Abruptly she pulled the other girl close to her, their faces so close that Deuce could feel the warmth of the other’s breath upon her cheek.

“Your academy,” Pawn whispered, the words like a caress upon Deuce’s face, “is run by Destronger!”

Deuce felt her eyes grow wide with fear, her heart falling silent beneath the frail invented cage of her ribs.

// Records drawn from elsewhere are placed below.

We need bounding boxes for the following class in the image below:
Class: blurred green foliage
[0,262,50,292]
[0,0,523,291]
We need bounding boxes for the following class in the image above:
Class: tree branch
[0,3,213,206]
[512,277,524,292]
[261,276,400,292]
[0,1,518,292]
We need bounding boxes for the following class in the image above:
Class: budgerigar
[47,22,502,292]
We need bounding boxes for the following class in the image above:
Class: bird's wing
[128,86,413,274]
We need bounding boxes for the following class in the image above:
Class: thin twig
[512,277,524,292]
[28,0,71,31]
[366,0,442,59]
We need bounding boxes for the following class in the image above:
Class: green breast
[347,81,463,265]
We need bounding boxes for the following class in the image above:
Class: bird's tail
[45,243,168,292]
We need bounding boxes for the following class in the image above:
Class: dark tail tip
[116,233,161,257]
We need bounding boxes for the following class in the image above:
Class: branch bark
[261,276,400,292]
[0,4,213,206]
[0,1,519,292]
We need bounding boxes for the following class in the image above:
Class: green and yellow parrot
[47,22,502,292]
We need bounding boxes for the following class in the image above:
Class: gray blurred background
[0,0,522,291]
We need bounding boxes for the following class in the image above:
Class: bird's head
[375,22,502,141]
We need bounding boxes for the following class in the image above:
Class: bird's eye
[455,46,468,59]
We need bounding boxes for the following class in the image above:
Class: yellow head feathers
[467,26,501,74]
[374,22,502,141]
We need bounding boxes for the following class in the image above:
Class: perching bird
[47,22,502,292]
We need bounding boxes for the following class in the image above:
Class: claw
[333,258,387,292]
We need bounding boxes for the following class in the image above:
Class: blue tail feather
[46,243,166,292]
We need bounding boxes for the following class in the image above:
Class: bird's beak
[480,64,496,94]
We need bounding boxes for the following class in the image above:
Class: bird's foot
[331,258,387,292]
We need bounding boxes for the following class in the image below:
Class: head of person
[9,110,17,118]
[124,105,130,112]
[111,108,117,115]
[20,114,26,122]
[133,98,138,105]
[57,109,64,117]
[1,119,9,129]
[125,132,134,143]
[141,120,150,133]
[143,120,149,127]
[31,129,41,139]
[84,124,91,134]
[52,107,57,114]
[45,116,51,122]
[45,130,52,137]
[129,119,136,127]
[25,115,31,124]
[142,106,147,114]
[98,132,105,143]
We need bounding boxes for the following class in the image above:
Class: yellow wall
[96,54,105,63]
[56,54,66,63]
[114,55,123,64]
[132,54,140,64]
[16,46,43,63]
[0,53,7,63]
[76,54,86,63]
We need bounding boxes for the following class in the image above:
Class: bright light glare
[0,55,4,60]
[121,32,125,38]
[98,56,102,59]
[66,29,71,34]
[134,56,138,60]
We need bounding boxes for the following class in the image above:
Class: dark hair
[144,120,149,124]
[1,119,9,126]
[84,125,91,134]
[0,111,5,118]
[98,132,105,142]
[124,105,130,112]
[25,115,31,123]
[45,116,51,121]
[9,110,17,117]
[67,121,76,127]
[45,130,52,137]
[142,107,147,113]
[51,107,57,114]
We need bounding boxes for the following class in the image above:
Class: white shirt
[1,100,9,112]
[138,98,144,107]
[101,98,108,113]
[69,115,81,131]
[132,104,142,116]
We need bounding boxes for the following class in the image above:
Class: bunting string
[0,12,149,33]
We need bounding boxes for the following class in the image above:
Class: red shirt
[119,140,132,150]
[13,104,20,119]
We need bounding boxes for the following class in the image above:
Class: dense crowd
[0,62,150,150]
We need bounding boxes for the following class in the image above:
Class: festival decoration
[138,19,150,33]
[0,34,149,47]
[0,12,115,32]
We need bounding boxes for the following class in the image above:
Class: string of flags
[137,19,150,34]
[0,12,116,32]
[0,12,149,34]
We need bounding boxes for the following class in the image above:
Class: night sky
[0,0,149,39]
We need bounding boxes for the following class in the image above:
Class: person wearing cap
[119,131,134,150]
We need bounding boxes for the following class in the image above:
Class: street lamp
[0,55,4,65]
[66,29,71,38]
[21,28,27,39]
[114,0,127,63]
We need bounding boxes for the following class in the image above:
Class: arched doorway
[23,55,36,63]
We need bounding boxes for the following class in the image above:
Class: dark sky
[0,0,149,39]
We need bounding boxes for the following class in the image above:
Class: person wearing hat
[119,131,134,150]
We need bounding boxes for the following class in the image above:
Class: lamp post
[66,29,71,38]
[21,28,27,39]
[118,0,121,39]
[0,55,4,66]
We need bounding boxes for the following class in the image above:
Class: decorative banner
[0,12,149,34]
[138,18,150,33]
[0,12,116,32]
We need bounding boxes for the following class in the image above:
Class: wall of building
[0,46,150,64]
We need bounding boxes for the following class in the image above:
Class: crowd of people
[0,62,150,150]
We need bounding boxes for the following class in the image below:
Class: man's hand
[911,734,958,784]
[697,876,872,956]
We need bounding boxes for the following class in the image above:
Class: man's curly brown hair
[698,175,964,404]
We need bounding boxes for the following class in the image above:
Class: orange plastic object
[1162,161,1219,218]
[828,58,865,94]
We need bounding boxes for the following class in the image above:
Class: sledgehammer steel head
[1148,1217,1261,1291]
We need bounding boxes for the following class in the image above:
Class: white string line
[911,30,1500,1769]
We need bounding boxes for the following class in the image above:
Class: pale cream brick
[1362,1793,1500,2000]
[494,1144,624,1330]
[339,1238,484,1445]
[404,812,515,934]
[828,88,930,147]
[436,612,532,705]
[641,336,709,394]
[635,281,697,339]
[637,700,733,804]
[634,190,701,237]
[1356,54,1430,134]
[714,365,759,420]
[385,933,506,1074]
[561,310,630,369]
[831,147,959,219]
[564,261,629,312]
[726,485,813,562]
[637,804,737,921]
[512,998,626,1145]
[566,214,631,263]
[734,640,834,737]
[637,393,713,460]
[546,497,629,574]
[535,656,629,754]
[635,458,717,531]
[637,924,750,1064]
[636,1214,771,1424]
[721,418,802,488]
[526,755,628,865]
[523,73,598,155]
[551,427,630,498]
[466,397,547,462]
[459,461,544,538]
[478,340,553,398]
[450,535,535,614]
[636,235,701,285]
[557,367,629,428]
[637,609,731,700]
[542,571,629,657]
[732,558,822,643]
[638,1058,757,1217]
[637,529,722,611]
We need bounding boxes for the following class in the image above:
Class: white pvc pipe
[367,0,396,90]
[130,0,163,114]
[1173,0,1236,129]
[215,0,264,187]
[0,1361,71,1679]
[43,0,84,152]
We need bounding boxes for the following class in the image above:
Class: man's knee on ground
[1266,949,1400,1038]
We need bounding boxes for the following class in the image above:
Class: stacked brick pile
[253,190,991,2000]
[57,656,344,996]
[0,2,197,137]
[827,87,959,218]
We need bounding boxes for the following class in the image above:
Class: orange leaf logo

Without warning, the wall running alongside the endless corridor exploded inward, showering fragments of broken red brick and Portland stone over the polished floor and hurling students back against the far side of the corridor.

In the distance, Deuce imagined she could hear Ms. Abe cry out in alarm but in her ears she was conscious only of a terrible ringing, the roar of the unexpected explosion having disorientated her.

She felt Pawn’s fingers wrap about her wrist and pull her along, the jagged hole in the wall sucking her down like a whirlpool into the spiralling depths of some unknown ocean.

She cursed silently under her breath. This wasn’t the way she was supposed to react! She had been trained in the most exacting techniques of combat, she understood violence, she was, by the nature the academy had imprinted upon her, a tool of violence.

To have been caught unaware by an explosion, to have been so easily manipulated by such simple trickery undermined everything she had learnt, everything that she was.

She had failed in her duty as a student of the academy and thus she had failed in her purpose for existing.

“Where are we going?” she cried out above the noise in her head, “What’s happening?”

Yet from the girl whose fingers were wrapped so tightly around her wrist there was no reply. Instead, she felt only the momentum of outside forces, dragging her down into darkness and shadow, carrying her forward into a world that was not her own.

She closed her eyes and it made no difference.

Somewhere, at the back of her mind, she heard a voice call back to her from the years beyond.

‘I’m here to teach you the true nature of magic,’ the words announced with disinterest, ‘I’m here to take you to Earth.’

She stumbled and, in the surrounding darkness, heard nothing more.